Das Haus wurde nach und nach mit neuem Gaststättenmobiliar ausgestattet und in das alte Streckenhaus ein Plumpsklo eingebaut. Eine Propangasanlage sorgte für die notwendige Energie. Die vielen Einbrüche in das einsam gelegene Haus waren damals ein Problem und sind es leider bis heute geblieben. Immer wieder fiel das Inventar Verwüstungen und Vandalismus zum Opfer und musste durch Sonderspenden erneuert werden. Zur Erhöhung der Sicherheit pflegte man u.a. Kontakte zur berittenen Polizei, die bei ihren Streifen auch auf das Haus achtete.

Die erste gemeinsame Aktion der Ortsgruppenmitglieder bestand 1978 in der Teilnahme an der Ausstellung "Kleintier und Pflanze" unter dem Funkturm. Man war mit einem eigenen Stand vertreten, der sogar, dies sei hier stolz vermerkt, den ersten Preis für seine Ausgestaltung noch vor den "Teckeln" errang. Durch das Engagement und die Präsenz unserer Hundefreunde konnten viele neue Mitglieder für den Verein und viele neue Freunde für die Schnauzer gewonnen werden.
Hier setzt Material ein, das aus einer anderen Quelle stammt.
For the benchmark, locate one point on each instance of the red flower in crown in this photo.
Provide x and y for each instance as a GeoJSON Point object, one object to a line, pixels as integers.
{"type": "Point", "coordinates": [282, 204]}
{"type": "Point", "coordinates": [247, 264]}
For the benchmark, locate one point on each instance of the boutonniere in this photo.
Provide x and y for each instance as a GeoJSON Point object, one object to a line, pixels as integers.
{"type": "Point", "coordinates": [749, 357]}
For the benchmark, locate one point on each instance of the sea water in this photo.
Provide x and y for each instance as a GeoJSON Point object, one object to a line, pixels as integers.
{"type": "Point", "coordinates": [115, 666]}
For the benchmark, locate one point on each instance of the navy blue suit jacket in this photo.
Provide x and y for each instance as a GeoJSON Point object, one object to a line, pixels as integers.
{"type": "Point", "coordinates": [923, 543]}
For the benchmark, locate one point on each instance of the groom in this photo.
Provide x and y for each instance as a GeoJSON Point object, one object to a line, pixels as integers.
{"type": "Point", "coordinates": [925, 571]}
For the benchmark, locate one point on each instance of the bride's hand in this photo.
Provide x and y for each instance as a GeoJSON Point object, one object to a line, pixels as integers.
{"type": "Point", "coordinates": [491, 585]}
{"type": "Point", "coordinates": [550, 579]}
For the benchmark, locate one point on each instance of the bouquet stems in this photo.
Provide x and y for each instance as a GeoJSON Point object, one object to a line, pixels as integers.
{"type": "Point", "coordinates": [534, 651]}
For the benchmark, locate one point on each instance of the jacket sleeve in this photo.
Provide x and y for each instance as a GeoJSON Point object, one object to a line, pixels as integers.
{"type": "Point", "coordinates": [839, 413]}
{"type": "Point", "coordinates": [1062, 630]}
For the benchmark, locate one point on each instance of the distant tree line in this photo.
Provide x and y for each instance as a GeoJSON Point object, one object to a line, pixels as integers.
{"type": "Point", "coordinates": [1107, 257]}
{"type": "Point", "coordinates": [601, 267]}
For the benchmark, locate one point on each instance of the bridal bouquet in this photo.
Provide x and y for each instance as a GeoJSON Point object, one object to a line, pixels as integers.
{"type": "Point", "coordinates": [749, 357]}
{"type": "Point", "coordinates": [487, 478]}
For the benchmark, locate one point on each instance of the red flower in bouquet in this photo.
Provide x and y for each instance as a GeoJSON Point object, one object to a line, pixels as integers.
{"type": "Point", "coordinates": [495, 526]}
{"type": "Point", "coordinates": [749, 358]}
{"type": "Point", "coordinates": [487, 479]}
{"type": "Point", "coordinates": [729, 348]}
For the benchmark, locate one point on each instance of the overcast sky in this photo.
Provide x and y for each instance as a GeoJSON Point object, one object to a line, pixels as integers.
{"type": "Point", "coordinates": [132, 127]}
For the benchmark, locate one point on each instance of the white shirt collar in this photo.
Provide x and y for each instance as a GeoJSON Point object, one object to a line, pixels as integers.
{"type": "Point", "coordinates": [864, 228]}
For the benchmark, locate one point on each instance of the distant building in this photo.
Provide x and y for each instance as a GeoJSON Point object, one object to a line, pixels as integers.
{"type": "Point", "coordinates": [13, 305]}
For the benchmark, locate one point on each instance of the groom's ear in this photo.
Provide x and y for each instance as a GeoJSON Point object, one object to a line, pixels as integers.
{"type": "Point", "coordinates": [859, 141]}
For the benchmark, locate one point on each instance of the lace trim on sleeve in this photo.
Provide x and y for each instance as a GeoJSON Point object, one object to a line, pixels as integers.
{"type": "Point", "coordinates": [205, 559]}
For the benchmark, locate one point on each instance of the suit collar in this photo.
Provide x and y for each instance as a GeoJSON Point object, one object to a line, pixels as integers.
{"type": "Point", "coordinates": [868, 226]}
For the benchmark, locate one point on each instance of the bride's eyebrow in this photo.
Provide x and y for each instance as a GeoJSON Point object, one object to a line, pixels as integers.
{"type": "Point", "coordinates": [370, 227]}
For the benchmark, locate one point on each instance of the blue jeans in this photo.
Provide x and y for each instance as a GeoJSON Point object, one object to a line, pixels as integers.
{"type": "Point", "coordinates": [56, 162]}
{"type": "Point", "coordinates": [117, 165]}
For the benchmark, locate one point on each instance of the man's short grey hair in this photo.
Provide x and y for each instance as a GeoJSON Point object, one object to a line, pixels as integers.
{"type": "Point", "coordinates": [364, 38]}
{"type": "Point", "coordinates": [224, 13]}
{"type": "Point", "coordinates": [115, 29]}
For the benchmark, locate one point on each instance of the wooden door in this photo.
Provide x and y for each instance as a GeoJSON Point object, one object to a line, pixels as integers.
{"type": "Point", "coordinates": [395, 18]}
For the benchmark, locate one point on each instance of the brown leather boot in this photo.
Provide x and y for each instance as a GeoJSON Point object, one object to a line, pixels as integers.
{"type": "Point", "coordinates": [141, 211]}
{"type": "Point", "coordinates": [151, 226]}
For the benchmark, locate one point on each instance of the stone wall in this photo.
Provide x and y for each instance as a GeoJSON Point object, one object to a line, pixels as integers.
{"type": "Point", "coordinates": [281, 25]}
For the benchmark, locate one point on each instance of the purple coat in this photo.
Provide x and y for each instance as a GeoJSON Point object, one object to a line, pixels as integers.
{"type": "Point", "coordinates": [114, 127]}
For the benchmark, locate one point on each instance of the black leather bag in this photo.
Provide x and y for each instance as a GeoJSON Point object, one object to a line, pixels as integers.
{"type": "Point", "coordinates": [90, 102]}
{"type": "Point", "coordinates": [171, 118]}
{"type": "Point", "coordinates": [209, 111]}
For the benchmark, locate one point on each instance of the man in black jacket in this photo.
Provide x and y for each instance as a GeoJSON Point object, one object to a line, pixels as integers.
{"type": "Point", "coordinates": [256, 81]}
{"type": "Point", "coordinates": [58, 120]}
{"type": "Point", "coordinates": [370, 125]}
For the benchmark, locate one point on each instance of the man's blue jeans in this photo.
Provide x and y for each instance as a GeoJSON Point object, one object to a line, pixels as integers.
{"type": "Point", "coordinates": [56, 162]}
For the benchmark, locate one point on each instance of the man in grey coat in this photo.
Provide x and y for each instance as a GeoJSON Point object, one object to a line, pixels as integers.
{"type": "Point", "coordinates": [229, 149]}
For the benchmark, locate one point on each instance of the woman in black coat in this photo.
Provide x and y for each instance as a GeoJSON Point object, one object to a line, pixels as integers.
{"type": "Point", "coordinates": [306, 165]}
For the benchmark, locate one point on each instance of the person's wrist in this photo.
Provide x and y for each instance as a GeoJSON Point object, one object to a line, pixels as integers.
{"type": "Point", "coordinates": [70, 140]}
Im selben Jahr wurde der Wanderpreis "Heinz Arnold" von der OG gestiftet. Die Hundesportler Heinz Arnold und Werner Schumann vom Schäferhundeverein Charlottenburg haben uns in den ersten Jahren unserer Ortsgruppe mit viel Engagement beim Schutzdienst und der Unterordnung, ebenso wie bei den ersten Schritten in das Vereinsrecht mit Rat und Tat beigestanden. Der Wanderpreis ehrte jedes Jahr die Mitglieder, die sich durch Fleiß und Fairness besonders ausgezeichnet hatten. Am 18. Juni 1978 wagte man sich an die erste CAC-Zuchtschau. Veranstaltungsort waren damals Kliems Festsäle in der Hasenheide, die Leitung hatte unser Mitglied Frau Pallmar, Richter war Karl Lohmann aus Paderborn, der in seiner Begrüßung sagte:

" ... Glauben Sie mir, alle Liebe, die Sie einem Menschen zuteil werden lassen, verblasst gegen die Liebe, die Ihnen Ihr Hund entgegenbringt ..... "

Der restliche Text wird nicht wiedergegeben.